528 float_synth :: Quicker, easier and cheaper to make your own chip!

How it works

This project came about with the simple question: Can we write lazy HDL and let the tools optimize our sloppiness?

Spoiler: We absolutely can!

The Idea: Retiming

It is very easy to write combinational logic. Ignore the clock, just simply do everything at once, use deep MUX trees, if else if if else else if and so on. But that has a cost. The result will have a very long critical path and timing closure will be almost impossible. Sure at clock frequencies of a few kHz this is an non-issue. But try to target anything faster and your design will not reach timing closure.

Registers to the rescue! We could, like its usually done, partition the design in logical steps and add flip-flops inbetween to effectively pipeline the design. Thats everything but easy. Whole new HDL languages have came to be just because this is not easy. See PipelineC for example.

But we are lazy and want to test what the tools can do about it. So we simply add, after our lazy design, a few (or many) flip-flops back-to-back like a shift register. That does not change what is computed, but simply introduces latency, i.e. the output is delayed by N clocks. The excellent ABC tool from Alan Mishchenko, which is mostly integrated into Yosys, then does the heavy lifting and retimes the flip-flops to wherever it results in the minimal delay.

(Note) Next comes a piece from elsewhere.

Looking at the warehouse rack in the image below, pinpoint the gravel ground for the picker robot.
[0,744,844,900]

Original tree of AND gates

Retiming is the process of moving flip-flops over combinational logic. As a very contrived example consider the above tree of AND gates. At its output there are two flip-flops. We can retime one of the FFs backwards by moving it over the last AND gate and duplicate it for each input. This does not change the behavour to the outside world.

Retimed tree of AND gates

In the retimed design, we now only have a single AND gate in the combinational path from one FF to the other. The original had two. Less logic depth equals a faster possible clock. But of course, there is a drawback. There always is. Instead of only 2 FFs, we now have 3. This means more area, which in ASICs is not free. So YMMV.

Note that there are other types of retiming. Here we discussed retiming for minimal delay. ABC can also retime for minimal area. For the above example this would be the reverse. Merge the FF from the AND gates inputs to a single FF at the output. Usually you want a healthy balance of delay and area. But this is ... complicated.

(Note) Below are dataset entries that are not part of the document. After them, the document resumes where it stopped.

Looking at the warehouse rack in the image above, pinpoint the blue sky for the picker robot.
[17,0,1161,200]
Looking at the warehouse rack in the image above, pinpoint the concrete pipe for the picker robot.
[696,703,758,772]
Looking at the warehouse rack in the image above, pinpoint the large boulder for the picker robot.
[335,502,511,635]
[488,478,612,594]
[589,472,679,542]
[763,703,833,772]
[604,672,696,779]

The Usecase: IEEE.float_pkg

Since VHDL-2008, the VHDL IEEE library has contained the excellent float_pkg (as well as fixed_pkg) from David Bishop. It describes on a high and generic level how a floating point number works and provides procedures for every mathematical operation.

With it, a fully IEEE compliant floating point multiplier is as simple as:

y <= to_float(a) * to_float(b);

The float_pkg has one major drawback: It is fully combinational.

But with retiming we can get it to work! We simply slap some flip-flops onto the outputs to form a shift register of N pipeline stages. With the marvelous FOSSi tools that are GHDL, Yosys and ABC we can then process this lazy VHDL into an optimized Verilog netlist that runs at high clock rates!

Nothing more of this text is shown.